We use ArangoDB and PostgreSQL to store almost identical data. PostgreSQL is used to perform general types of queries which relational databases can perform well. ArangoDB was selected to perform kind of queries like graph traversals, finding a shortest path, etc.
At the moment we have a table with 160000 records in PostgreSQL and a collection with the same amount of documents in ArangoDB.
The API we are working on will be used by multiple number of users at the same time, so first point I wanted to check was how both ArangoDB and PostgreSQL would perform under the load. I created a simple load test which as a workload performs a simple select query with the filter to both ArangoDB and PostgreSQL.
The query selects top N records/documents with the filter by date field.
When I run load test all the queries to PostgreSQL are executed within 0.5 second, I increase the amount of users from 10 to 100 and it does not affect execution time at all.
The same queries to ArangoDB are taking about 2 seconds when you start with a single user, then the response time grows in the direct ratio with the amount concurrent users. With 30 concurrent users all the queries would time out after waiting for 60 seconds for the reply.
I tried to debug arangojs connector and found this:
var maxTasks = typeof agent.maxSockets === 'number' ? agent.maxSockets * 2 : Infinity;
and this:
Connection.agentDefaults = {
maxSockets: 3,
keepAlive: true,
keepAliveMsecs: 1000
};
which means that default arangojs behavior is to send not more than 6 concurrent queries to ArangoDB at the same time which leads to all the rest queries being queued on Node.js side. I tried to increase the number but it did not help and now it looks like all the queries are queued on the ArandoDB side. Now if I run the load and try to execute some query using ArangoDB Web Interface the query would hand for the unpredictable amount of time (depending on the amount of users at the moment) then return the result and would show me that it has been executed in about 4 seconds which is not true. For me it looks like ArangoDB can only execute one query a time while all the other queries are queued...

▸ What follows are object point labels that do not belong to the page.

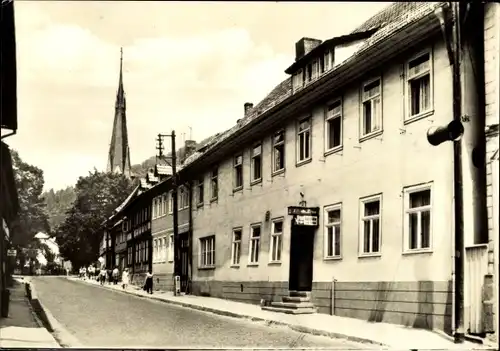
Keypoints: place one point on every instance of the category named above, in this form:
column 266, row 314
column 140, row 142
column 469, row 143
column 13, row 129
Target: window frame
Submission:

Am I missing something? Are there any setting to tune ArangoDB and improve it's performance under the load?
Update:
We use ArangoDB 3.0 and run it as a Docker container (from official image) with 1.5 GB of RAM.
Sample Document (we have about 16 000 of these):
{
"type": "start",
"from_date": "2016-07-28T10:22:16.000Z",
"to_date": "9999-06-19T18:40:00.000Z",
"comment": null,
"id": "13_start",
"version_id": 1
}
AQL Query:
FOR result IN @@collection
FILTER (result.version_id == 1)
FILTER (result.to_date > '2016-08-02T15:57:45.278Z')
SORT result._key
LIMIT 100
RETURN result